ROANOKE TIMES

                         Roanoke Times
                 Copyright (c) 1995, Landmark Communications, Inc.

DATE: SUNDAY, July 25, 1993                   TAG: 9307250021
SECTION: NATIONAL/INTERNATIONAL                    PAGE: A-3   EDITION: METRO 
SOURCE: Associated Press
DATELINE: MOSCOW                                LENGTH: Medium


MASS BAPTISM ATTRACTS THOUSANDS IN MOSCOW

Parliament's efforts to ban foreign proselytizing seemed a distant concern Saturday as about 3,000 smiling Russians in swimming suits were dunked in aluminum pools and baptized as Jehovah's Witnesses.

Foreigners are still crusading in Russia, despite a vote by the Supreme Soviet legislature to ban foreign missionaries. The proposal, which has provoked outcries from foreign religious and political leaders, still needs to win approval from President Boris Yeltsin.

"We can't change the laws that governments form, but we were existing here before when everything was under ban," said Tom Edur, a Canadian Jehovah's Witness who is a missionary in the former Soviet republic of Estonia. "We will continue to function, and we hope there will be freedom."

Missionaries from Mormons to Sun Myung Moon's Unification Church have set up shop in Russia, prompting the Russian Orthodox church to push for the ban. The church represents more than 60 million believers in the former Soviet Union.
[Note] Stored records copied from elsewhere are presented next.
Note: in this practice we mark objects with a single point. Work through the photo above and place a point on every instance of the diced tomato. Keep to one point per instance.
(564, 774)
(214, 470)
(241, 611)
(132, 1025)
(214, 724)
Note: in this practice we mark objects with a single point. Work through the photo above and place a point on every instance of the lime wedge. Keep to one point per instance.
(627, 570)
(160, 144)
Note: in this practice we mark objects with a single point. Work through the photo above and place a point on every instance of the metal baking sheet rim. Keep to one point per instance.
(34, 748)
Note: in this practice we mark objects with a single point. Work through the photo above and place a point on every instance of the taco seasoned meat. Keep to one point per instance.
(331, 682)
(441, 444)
Foreign religious groups carried out their activities as usual Saturday.

U.S. evangelist Jimmy Swaggart appeared on Russia's educational channel, and more than 25,000 Jehovah's Witnesses, only half of them Russian, showed up to give support at the mass baptism, said organizer Martti Kainen.

The Lokomotiv Stadium in northeastern Moscow was crowded with people clapping and singing "We Are Jehovah's Witnesses" in several languages as they watched the full-body immersions from bright blue bleachers.

Jehovah's Witnesses refuse to salute flags, carry firearms or participate in government.

It isn't clear whether the ban would affect the sect, which officially registered as a Russian organization with the Justice Ministry in 1991, said a spokesman for the group, Vadim Pavlov.

The Jehovah's Witnesses claim about 40,000 members in Russia, with congregations in most major cities, Pavlov said. Last year, about 3,200 Russians were baptized in St. Petersburg.

Svetlana Tsipichkina, 24, traveled to Moscow from the northern city of Syktyvkar to be baptized. She said she never heard of the proposed ban.

"It's possible that we would be returning to a totalitarian regime if the ban is adopted, but Jehovah wouldn't let that happen," she said.